Carbidopa enhances the sensitivity of (18)F-DOPA PET for adrenal pheochromocytomas and extraadrenal abdominal paragangliomas by increasing the tumor-to-background ratio of tracer uptake. The sensitivity of (18)F-DOPA PET for metastases of paraganglioma appears to be limited.
6-(18)F-氟-L-3,4-二羟基苯丙氨酸((18)F-DOPA)PET是检测某些神经内分泌肿瘤的有用工具,尤其是在预先给予多巴脱羧酶抑制剂卡比多巴的情况下。卡比多巴是否也能改善肾上腺嗜铬细胞瘤和肾上腺外副神经节瘤的(18)F-DOPA PET检查尚不清楚。本研究的目的是调查(18)F-DOPA PET在检测副神经节瘤及其转移灶方面的敏感性,并评估卡比多巴是否能增强肿瘤对示踪剂的摄取。
2例非转移性肾上腺嗜铬细胞瘤患者和9例肾上腺外腹部副神经节瘤患者(1例非转移性,8例转移性)接受了全身CT、MRI、基线(18)F-DOPA PET检查,以及口服200 mg卡比多巴后的(18)F-DOPA PET检查。记录这些病变对示踪剂摄取的动态变化以及(18)F-DOPA在正常组织中的生理分布。

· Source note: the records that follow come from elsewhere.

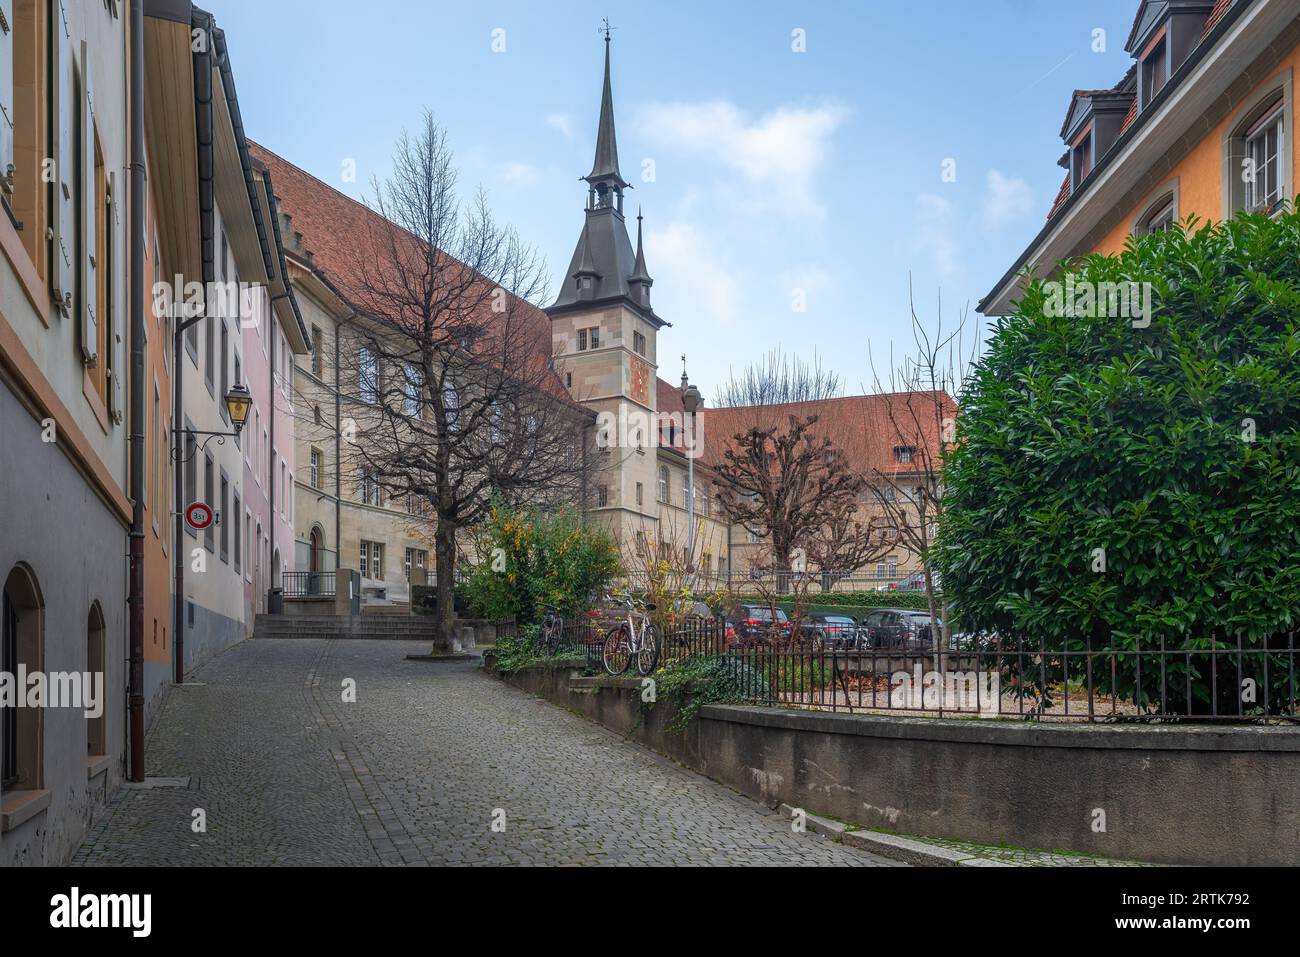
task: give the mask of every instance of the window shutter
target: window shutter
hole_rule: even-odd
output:
[[[98,191],[95,189],[95,101],[94,86],[90,75],[90,44],[81,41],[81,101],[78,110],[81,118],[78,135],[81,148],[81,357],[86,365],[94,366],[100,361],[99,351],[99,317],[95,314],[98,306],[99,286],[97,284],[96,266],[99,250],[96,248],[96,213],[99,207]],[[107,357],[105,357],[107,358]]]
[[[110,270],[110,283],[108,286],[108,315],[101,316],[102,322],[108,323],[108,348],[111,350],[112,359],[109,362],[108,373],[112,377],[108,390],[108,411],[113,417],[113,421],[121,425],[126,419],[126,343],[123,341],[122,333],[125,330],[126,323],[121,319],[123,313],[114,308],[114,299],[118,296],[118,289],[111,282],[114,274],[121,276],[124,270],[121,263],[126,262],[124,255],[125,250],[118,250],[113,243],[113,238],[118,235],[117,231],[117,207],[119,200],[117,196],[117,177],[113,171],[108,174],[108,195],[106,197],[108,206],[104,210],[104,233],[108,242],[108,249],[104,251],[104,268]],[[146,326],[146,328],[148,328]]]
[[[55,12],[51,5],[52,14]],[[50,25],[50,104],[55,113],[51,125],[53,136],[54,190],[53,215],[50,217],[50,291],[59,311],[71,317],[76,302],[76,224],[73,217],[73,197],[77,174],[76,137],[73,121],[76,117],[76,84],[73,82],[72,40],[68,34],[68,16],[64,0],[58,0],[58,19]]]
[[[0,0],[0,193],[14,191],[14,0]]]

CT或MRI检测到78个病灶,基线(18)F-DOPA PET检测到54个(与CT/MRI相比,P = 0.0022),(18)F-DOPA PET加卡比多巴检测到57个(与CT/MRI相比,P = 0.0075,与基线相比无统计学意义)。参照CT和MRI的检查结果,基线(18)F-DOPA PET对病灶的敏感性为47.4%,对阳性身体区域的敏感性为55.6%,而(18)F-DOPA PET加卡比多巴对病灶的敏感性为50.0%(病灶),对区域的敏感性为66.7%(区域)(与基线相比均无统计学意义)。与基线相比,卡比多巴在11例患者中的3例(27%)检测到了额外的病灶。卡比多巴使指数肿瘤病灶的平均(±标准差)峰值标准化摄取值从6.4±3.9提高到9.1±5.6(P = 0.037)。可能掩盖肾上腺嗜铬细胞瘤的胰腺生理性(18)F-DOPA摄取被卡比多巴阻断。
卡比多巴通过提高示踪剂摄取的肿瘤与背景比值,增强了(18)F-DOPA PET对肾上腺嗜铬细胞瘤和肾上腺外腹部副神经节瘤的敏感性。(18)F-DOPA PET对副神经节瘤转移灶似乎敏感性有限。